Hari raya Idul Fitri kembali terasa ramai dan hangat setelah dua tahun korona melanda dunia. Pembatasan kegiatan sosial untuk mencegah penyebaran virus korona membuat banyak hal harus berubah, terutama dalam perayaan hari Idul Fitri. Namun, pada tahun ini jalanan menjelang hari raya terlihat padat sebab pemerintah sudah mengizinkan masyarakat untuk mudik melepas rindu dengan kampung halaman.
Gegap gempita nuansa lebaran pada tahun ini pun lebih terasa hidup mulai di setiap sudut kota-kota besar bahkan hingga ke daerah perkampungan. Tidak hanya jalan raya yang padat oleh orang-orang yang mudik, toko-toko, tempat makan, dan pusat perbelanjaan pun dipenuhi pengunjung Sangat terlihat bahwa umat muslim di negara kita menyambut hari raya tahun ini dengan penuh suka cita.
Tradisi-tradisi daerah yang sebelumnya tidak dapat dilaksanakan pun turut memeriahkan lebaran tahun ini. Mulai dari tradisi sebelum hari raya hingga seminggu setelahnya. Setiap daerah di Indonesia memiliki warna yang berbeda-beda dalam menyambut dan meramaikan Idul Fitri. Salah satunya seperti yang dilakukan oleh warga Kota Pekalongan, Jawa Tengah.
Tradisi Malam Takbir
Pada tahun ini malam hari raya kembali diramaikan dengan berbagai macam tradisi, diantaranya ada takbir keliling. Mulai dari anak-anak, remaja, hingga orang tua menjalankan tradisi ini. Mereka semua bersatu padu turun ke jalanan dengan membawa obor untuk penerangan sambil menyerukan takbir bersama mengelilingi kota diiringi suara beduk yang dibawa dengan gerobak dorong. Banyak masyarakat yang menonton ketika rombongan ini melewati rumah mereka sehingga semua bisa merasakan ramainya malam takbir  tanpa harus ikut berkeliling. Memang takbir keliling ini terkadang menyebabkan kemacetan, tetapi bukankah nuansa ramai ini yang sangat kita rindu. Melihat lautan manusia berkumpul menjadi satu tanpa memandang usia dan latar belakang, pemandangan yang tidak bisa kita temui setiap hari.
Tradisi Syawal
Seminggu setelah hari raya, masyarakat Kota Pekalongan biasa melaksanakan tradisi yang disebut Syawal. Tradisi yang terkenal di daerah ini adalah pembuatan kue lopis raksasa dan melepas balon udara. Setelah dua tahun tidak dilaksanakan, pada tahun ini tradisi khas daerah ini disambut lebih meriah oleh masyarakat setempat.
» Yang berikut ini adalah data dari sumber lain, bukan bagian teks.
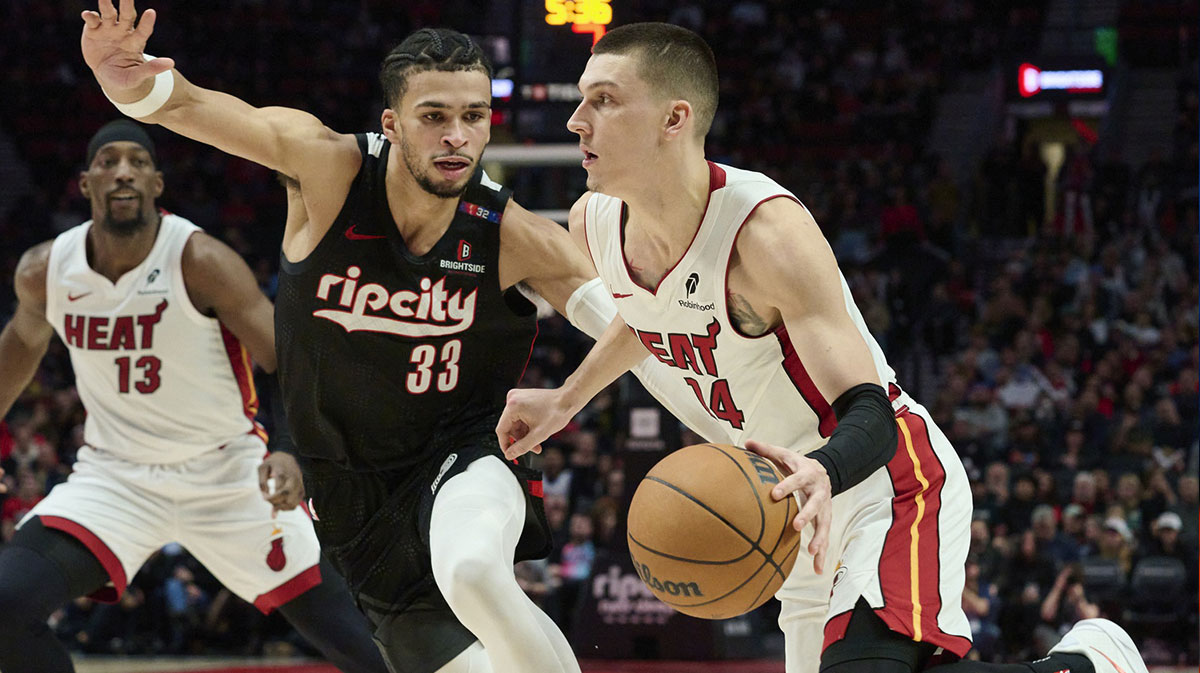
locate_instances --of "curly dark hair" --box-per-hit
[379,28,492,107]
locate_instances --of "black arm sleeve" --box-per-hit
[809,383,896,495]
[259,372,296,456]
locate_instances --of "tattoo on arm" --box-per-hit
[730,293,770,336]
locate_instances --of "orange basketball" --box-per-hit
[629,444,800,619]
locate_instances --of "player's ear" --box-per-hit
[379,108,400,145]
[664,100,694,138]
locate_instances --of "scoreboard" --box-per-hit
[546,0,612,44]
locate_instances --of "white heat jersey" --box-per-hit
[46,215,265,463]
[584,162,899,452]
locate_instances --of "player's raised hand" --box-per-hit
[496,389,575,461]
[258,451,305,517]
[746,439,833,575]
[79,0,175,100]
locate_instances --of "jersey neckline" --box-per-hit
[617,161,726,298]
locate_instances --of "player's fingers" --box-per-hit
[258,463,271,493]
[137,58,175,77]
[770,473,809,500]
[96,0,116,22]
[504,435,536,461]
[116,0,138,28]
[809,511,830,575]
[794,487,821,530]
[136,10,158,38]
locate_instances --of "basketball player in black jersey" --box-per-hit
[82,0,643,673]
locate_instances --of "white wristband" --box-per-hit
[100,54,175,119]
[566,278,617,338]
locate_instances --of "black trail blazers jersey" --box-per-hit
[275,133,536,470]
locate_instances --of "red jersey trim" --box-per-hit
[37,515,128,603]
[722,193,806,341]
[617,161,726,296]
[218,323,268,444]
[254,565,320,614]
[772,325,838,437]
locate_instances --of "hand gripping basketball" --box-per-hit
[746,439,833,575]
[79,0,175,96]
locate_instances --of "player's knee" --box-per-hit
[434,554,504,606]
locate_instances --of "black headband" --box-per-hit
[88,119,158,166]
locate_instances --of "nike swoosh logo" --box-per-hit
[346,224,388,241]
[1092,648,1126,673]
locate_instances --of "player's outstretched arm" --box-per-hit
[0,241,54,419]
[181,232,275,372]
[80,0,360,182]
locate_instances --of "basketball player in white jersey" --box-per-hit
[0,120,386,673]
[497,24,1145,673]
[82,0,715,673]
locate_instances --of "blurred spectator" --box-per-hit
[1034,564,1100,650]
[1031,505,1079,567]
[163,564,209,654]
[1096,516,1133,578]
[0,467,46,542]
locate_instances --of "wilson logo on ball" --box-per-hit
[634,560,704,596]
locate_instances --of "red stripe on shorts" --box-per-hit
[254,565,320,614]
[876,410,971,657]
[37,515,128,603]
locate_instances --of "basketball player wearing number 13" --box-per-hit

Lopis adalah makanan yang dibuat dari ketan dibungkus oleh daun pisang kemudian di kukus. Bentuknya seperti lontong, tetapi tekstur lopis lebih kenyal dan lengket. Kemudian, makanan biasanya disajikan dengan gula merah cair dan kelapa parut. Namun, pada tradisi ini lopis dibuat dalam ukuran yang sangat besar. Pada tahun ini ada dua lopis raksasa yang dibuat di Kelurahan Krapyak, Pekalongan. Lopis satu memiliki berat 2.300 kilogram dengan tinggi 160 cm dan diameter 320 cm. Sedangkan yang kedua beratnya mencapai 1.820 kilogram dengan tinggi 222 cm dan diameter 250 cm. Lopis raksasa ini nantinya akan dipotong-potong dan dibagikan secara gratis kepada masyarakat setempat.
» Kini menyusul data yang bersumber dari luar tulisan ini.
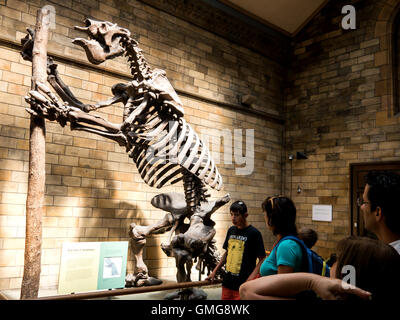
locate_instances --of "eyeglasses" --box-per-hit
[357,198,371,207]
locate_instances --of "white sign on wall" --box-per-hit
[312,204,332,221]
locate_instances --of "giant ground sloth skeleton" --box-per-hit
[22,19,230,299]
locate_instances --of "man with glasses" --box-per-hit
[357,172,400,253]
[206,201,265,300]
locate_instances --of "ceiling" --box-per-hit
[219,0,329,36]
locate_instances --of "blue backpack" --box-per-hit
[275,236,330,277]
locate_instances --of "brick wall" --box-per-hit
[0,0,284,289]
[285,1,400,256]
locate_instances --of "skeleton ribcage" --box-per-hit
[128,107,222,190]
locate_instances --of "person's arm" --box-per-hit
[246,256,266,281]
[239,272,371,300]
[204,251,227,281]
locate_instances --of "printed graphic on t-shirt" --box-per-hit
[226,238,245,274]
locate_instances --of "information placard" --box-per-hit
[312,204,332,221]
[58,241,128,294]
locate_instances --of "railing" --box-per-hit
[0,279,222,300]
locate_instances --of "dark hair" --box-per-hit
[365,171,400,234]
[335,236,400,299]
[230,200,247,215]
[299,228,318,249]
[261,196,297,236]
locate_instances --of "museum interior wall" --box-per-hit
[0,0,286,289]
[0,0,400,289]
[285,1,400,256]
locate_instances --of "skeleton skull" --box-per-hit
[72,19,130,64]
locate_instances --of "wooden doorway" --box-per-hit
[350,161,400,237]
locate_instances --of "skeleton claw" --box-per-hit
[29,90,49,104]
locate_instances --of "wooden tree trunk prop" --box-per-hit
[21,9,50,299]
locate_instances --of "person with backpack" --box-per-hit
[239,236,400,301]
[205,201,265,300]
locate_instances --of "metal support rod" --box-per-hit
[32,279,222,300]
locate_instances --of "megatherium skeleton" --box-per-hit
[22,19,230,298]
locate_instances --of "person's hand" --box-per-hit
[204,272,216,282]
[311,276,371,300]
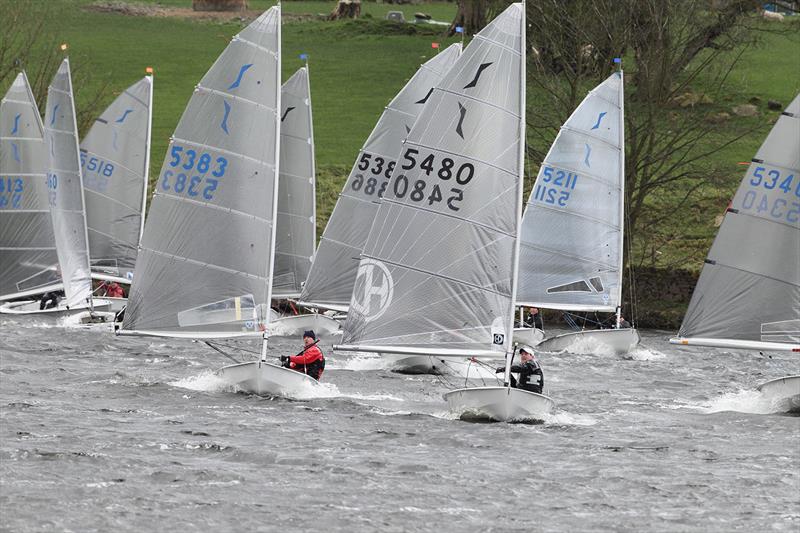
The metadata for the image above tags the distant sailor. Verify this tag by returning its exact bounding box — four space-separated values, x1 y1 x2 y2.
39 291 64 311
281 330 325 381
497 344 544 394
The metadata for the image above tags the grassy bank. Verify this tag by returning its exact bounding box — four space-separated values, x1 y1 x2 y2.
0 0 800 324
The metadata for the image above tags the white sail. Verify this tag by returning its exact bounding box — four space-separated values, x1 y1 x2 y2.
674 95 800 351
517 71 625 311
339 3 525 355
0 72 61 300
272 67 317 298
44 59 92 307
123 7 281 337
80 76 153 279
300 44 461 308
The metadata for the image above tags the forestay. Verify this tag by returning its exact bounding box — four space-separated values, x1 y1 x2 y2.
517 71 625 311
123 7 280 337
272 67 317 298
300 44 461 307
80 76 153 279
0 72 61 300
680 95 800 348
44 59 92 307
341 4 525 355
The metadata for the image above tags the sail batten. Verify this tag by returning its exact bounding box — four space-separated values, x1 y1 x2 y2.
300 44 461 308
673 95 800 344
123 7 280 338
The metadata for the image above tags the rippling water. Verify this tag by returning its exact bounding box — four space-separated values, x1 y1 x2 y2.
0 319 800 532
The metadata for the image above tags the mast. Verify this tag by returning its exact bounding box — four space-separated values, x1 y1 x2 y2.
261 2 282 363
137 67 153 247
61 53 94 313
503 0 527 387
614 62 625 329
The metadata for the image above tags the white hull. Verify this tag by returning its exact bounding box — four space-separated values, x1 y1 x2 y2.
756 376 800 413
268 313 341 337
444 387 556 422
0 298 113 319
381 354 502 381
217 361 320 398
514 328 544 346
537 328 640 355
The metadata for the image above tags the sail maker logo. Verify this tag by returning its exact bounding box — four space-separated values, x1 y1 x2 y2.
353 259 394 322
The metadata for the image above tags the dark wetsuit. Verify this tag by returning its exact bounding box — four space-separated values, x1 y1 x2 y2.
511 359 544 394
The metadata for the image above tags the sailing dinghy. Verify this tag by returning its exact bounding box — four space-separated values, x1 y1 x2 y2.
0 71 62 301
270 64 339 337
118 6 318 400
670 95 800 412
334 3 554 420
515 70 639 355
80 75 153 311
300 43 462 374
0 58 114 322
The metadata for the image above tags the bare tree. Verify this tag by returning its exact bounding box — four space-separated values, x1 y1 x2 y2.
527 0 759 270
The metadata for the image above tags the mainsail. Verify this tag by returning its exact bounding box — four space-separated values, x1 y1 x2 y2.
44 59 92 307
123 7 281 337
517 71 625 311
0 72 61 300
80 76 153 279
679 95 800 350
340 3 525 355
272 67 317 298
300 44 461 309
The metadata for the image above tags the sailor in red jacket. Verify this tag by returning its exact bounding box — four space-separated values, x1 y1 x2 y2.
281 330 325 381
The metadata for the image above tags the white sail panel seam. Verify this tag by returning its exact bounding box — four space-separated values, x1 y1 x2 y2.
139 246 267 281
197 85 275 113
153 193 271 226
520 241 617 272
434 87 522 120
171 136 275 165
361 253 508 301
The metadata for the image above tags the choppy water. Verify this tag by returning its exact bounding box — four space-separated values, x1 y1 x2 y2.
0 320 800 531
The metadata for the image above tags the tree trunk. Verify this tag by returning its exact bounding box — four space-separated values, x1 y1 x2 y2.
192 0 247 11
328 0 361 20
448 0 489 35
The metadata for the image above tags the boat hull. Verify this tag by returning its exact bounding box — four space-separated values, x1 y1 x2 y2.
0 298 113 318
514 328 544 346
756 376 800 414
216 361 319 398
381 354 497 381
444 387 556 422
269 313 341 337
537 328 641 355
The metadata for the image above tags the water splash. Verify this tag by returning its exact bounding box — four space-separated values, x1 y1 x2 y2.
169 370 239 392
700 389 781 415
622 345 667 361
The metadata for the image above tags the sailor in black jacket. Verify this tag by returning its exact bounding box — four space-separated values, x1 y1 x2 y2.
497 344 544 394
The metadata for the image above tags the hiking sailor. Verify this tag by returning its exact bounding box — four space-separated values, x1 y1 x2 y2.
281 330 325 381
497 344 544 394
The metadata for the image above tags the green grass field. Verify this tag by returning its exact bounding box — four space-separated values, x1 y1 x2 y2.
0 0 800 276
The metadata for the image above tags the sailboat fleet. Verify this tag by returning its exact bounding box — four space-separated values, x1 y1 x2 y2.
0 3 800 421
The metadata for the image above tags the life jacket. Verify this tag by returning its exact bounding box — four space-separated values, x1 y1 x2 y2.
289 346 325 381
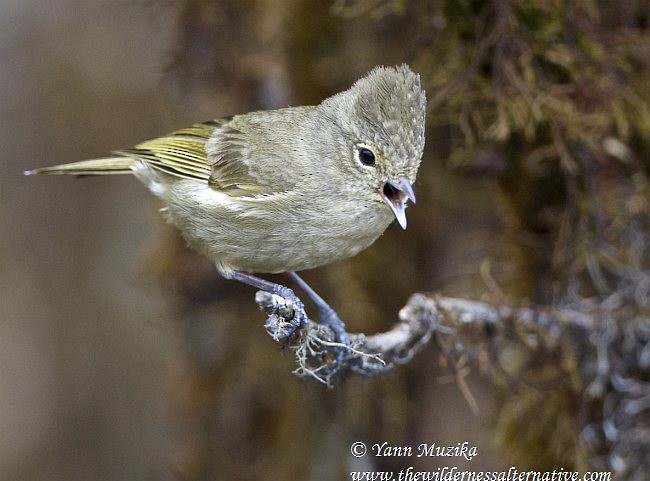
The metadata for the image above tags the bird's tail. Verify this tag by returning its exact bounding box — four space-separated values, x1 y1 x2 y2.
25 156 135 175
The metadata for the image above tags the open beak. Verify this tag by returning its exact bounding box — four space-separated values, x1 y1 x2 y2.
379 176 415 229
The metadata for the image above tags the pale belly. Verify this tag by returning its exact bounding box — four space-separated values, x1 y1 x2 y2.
163 177 393 276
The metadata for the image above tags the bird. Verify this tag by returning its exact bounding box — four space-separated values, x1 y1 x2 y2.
25 64 426 356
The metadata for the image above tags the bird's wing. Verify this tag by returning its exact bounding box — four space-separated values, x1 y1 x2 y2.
117 118 273 197
116 119 227 182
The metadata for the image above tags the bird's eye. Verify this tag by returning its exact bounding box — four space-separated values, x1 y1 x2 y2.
358 147 375 165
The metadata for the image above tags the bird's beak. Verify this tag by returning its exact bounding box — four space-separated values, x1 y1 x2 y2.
379 176 415 229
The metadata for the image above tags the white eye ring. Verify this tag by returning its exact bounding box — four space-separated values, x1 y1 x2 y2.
356 144 377 167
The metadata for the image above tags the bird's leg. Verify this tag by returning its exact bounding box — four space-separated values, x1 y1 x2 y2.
227 271 307 340
287 272 350 346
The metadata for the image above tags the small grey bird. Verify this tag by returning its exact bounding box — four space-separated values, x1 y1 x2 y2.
25 65 426 352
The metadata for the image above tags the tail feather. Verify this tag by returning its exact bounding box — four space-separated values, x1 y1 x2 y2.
25 156 135 175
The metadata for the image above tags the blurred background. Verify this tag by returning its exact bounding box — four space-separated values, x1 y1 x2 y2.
0 0 650 481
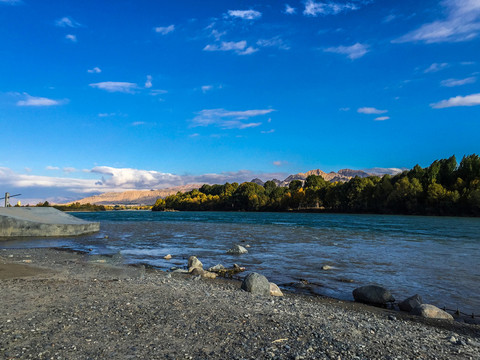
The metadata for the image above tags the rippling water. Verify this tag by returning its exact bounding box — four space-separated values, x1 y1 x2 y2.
0 211 480 314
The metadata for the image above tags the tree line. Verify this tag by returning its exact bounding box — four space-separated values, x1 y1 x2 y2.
152 154 480 216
Tradisi lopis raksasa ini dipercaya dapat mendatangkan berkah atau keberuntungan dan juga mempererat tali silaturahmi. Debi (50), warga setempat, merasa senang karena tradisi kembali diadakan tahun ini. Ia pun sengaja datang ke Kampung Batik Krapyak, tempat pemotongan lopis raksasa, untuk mendapatkan bagian dari lopis tersebut. Ia berharap dengan kembalinya diadakan tradisi ini mampu menjadi pertanda baik bagi kita di tahun ini.